Although it is part of the old city of Oslo, the portside neighbourhood of Bjørvika, which presides over a cove of the Oslo fjord, is cut off from the rest of the urban fabric because of large infrastructural constructions that went up over the twentieth century. The cluster of railway lines coming into the central railway station and a busy high-speed road impeded any direct relationship between the port and the city, thus conferring on the port area a residual, run-down character.
Aim of the intervention
With the turn of the century, the Norwegian Government decided to transform this zone into an emblematic neighbourhood that would constitute Oslo’s main focus of cultural facilities and that would articulate the relationship between city and fjord.
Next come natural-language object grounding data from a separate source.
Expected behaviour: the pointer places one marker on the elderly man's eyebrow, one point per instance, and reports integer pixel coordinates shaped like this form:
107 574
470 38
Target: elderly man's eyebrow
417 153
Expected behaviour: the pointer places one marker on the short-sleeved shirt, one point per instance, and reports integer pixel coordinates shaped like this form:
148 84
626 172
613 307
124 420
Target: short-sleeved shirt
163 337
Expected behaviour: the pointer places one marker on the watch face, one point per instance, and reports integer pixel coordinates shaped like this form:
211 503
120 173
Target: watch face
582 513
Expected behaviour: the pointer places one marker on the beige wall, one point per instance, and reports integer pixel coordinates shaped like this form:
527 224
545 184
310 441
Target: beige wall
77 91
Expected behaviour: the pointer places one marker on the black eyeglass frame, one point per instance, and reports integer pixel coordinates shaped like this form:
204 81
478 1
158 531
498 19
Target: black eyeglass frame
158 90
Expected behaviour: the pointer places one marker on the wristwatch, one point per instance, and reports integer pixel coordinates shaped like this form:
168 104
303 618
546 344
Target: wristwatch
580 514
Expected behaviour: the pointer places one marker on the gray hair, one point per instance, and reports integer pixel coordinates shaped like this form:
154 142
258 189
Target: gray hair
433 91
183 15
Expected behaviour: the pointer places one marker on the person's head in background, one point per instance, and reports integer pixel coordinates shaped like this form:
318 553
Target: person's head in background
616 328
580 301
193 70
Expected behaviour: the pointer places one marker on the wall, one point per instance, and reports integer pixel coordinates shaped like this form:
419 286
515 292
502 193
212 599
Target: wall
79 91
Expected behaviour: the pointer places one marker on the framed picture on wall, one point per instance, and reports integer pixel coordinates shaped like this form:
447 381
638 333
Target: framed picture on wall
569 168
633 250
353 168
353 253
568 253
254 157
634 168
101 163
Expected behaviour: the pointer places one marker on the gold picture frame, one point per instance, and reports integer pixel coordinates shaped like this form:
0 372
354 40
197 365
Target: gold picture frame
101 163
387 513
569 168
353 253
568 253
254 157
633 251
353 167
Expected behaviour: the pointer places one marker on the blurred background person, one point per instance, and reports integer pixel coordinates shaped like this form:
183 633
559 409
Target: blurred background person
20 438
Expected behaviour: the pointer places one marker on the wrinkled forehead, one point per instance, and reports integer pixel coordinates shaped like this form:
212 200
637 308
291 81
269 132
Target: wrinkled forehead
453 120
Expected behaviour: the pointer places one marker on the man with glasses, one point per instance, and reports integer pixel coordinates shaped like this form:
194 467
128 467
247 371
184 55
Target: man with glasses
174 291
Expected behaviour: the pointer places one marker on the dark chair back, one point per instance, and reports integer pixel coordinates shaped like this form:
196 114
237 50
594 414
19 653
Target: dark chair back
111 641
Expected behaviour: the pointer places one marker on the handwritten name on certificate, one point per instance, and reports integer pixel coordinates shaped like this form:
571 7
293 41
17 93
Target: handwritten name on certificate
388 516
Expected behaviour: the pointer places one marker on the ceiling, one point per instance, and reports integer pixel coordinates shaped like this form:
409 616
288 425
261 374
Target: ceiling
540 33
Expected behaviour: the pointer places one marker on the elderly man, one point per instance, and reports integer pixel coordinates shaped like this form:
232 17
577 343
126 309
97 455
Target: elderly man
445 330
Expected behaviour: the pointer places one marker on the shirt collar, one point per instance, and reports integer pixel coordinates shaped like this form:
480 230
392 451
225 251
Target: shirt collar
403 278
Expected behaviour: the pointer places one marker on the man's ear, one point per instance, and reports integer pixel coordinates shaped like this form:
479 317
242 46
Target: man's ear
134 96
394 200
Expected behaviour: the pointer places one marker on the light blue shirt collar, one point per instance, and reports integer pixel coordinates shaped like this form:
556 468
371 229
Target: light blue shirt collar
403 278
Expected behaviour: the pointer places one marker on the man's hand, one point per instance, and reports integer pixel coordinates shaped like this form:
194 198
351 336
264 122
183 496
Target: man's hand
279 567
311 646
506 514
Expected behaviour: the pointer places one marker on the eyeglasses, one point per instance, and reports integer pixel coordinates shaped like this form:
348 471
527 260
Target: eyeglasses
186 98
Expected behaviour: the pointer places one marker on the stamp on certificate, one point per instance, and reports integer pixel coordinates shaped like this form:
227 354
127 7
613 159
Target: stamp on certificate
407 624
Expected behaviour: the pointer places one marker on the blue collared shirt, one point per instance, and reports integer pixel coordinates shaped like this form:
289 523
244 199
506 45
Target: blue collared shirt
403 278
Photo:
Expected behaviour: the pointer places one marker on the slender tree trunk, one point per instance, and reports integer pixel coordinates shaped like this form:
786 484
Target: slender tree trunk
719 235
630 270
Along with the establishment of the Edvard Munch Museum, the first phase in this transformation was the construction of the Oslo Opera House, seat of the Norwegian National Opera and Ballet. Besides being the venue for performances of opera and classical music, the building was also to play an active role in the revitalisation of the Bjørvika neighbourhood.
Accessible by means of a pedestrian walkway crossing the adjacent motorway, the roof of the new opera house consists of a series of gently sloping planes that emerge from the waters of the port to rise up and cover the concert hall. They are made to walk on and are covered in white Carrara marble plaques. Their layout creates several different spaces for strolling around, holding open-air shows and enjoying the splendid views over the city and fjord.
Independently of the activity taking place inside the building, the roof has become an attractive, much-frequented meeting place. The serene encounter of its sloping planes with the water gives visitors the sensation of being on a beach. The height above ground they can attain through these slopes offers a splendid lookout over the city and its landscape. However, the slant that makes this possible has not entailed an indiscriminate presence of elements of protection but rather rises naturally, respecting the freedom and intelligence of people walking on it. With the majestic presence of an iceberg, the new opera house emerges as the symbol of a restored Bjørvika which now presides over the meeting of Oslo with its fjord with due dignity.